Apprentice2 - a graphical analysis tool that can be used in addition to pat_report to explore and visualize the data gathered by instrumented program execution

Note

Details of these components can be found in the pat_build, pat_report, and app2 man pages made available by loading the perftools-base module.

The standard workflow for program profiling with CrayPat is as follows:

1. Load the perftools-base and perftools modules.
2. Build your application as normal.
3. Instrument the application with pat_build.
4. Execute the instrumented application.
5. View the performance data generated in Step 4 with pat_report and Apprentice2.
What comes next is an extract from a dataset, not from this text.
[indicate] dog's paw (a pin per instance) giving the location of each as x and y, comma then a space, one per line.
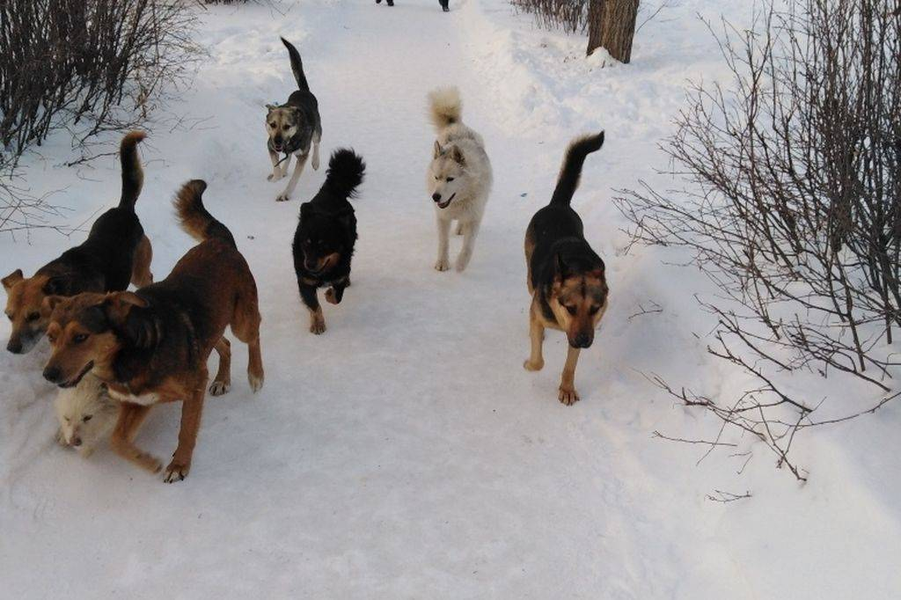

The following steps will guide you through performing a basic analysis with CrayPat and Apprentice2.

Begin with a fully debugged and executable program. Since CrayPat is a performance analysis tool, not a debugger, the targeted program must be capable of running to completion, or intentional termination.

Step 1: Load the appropriate modules

To make CrayPat available,

module load perftools-base


The perftools-base module must be loaded before the perftools module. Attempting to load perftools first will result in the following message:

Error: The Perftools module is available only after the perftools-base module is loaded.

The Perftools-base module:
- Does not alter compiling or program behavior
- Makes the following instrumentation modules available:

perftools                - full support, including pat_build and pat_report
perftools-lite           - default CrayPat-lite profile
perftools-lite-events    - CrayPat-lite event profile
perftools-lite-gpu       - CrayPat-lite gpu kernel and data movement
perftools-lite-loops     - CrayPat-lite loop estimates (for Reveal)
perftools-lite-hbm       - CrayPat-lite memory bandwidth estimates (for Reveal)


## Known Issues

### Open Issues w/ Workaround

#### Slurm “Unspecified error” when tasks per node is greater than 32

When running greater than 32 tasks per node, the following error can occur:

\$ srun --ntasks-per-node=63 -n 126 -N 2 --gpus-per-node=8 --gpu-bind=closest ./hello_jobstep
srun: error: Task launch for StepId=136281.21 failed on node crusher001: Unspecified error
srun: error: Task launch for StepId=136281.21 failed on node crusher002: Unspecified error
srun: error: Application launch failed: Unspecified error
srun: Job step aborted

##### Workaround

The first thing to try would be to change your distribution flag to -m *:fcyclic or -m *:block. If the number of tasks per node is less than 64, then try setting -c 1 instead. If it is equal to 64 per node, then you can try combining those settings and set -c 1 -m *:fcyclic or -c 1 -m *:block.

This is a new behavior in Slurm 22.05 which was installed on July 5, 2022.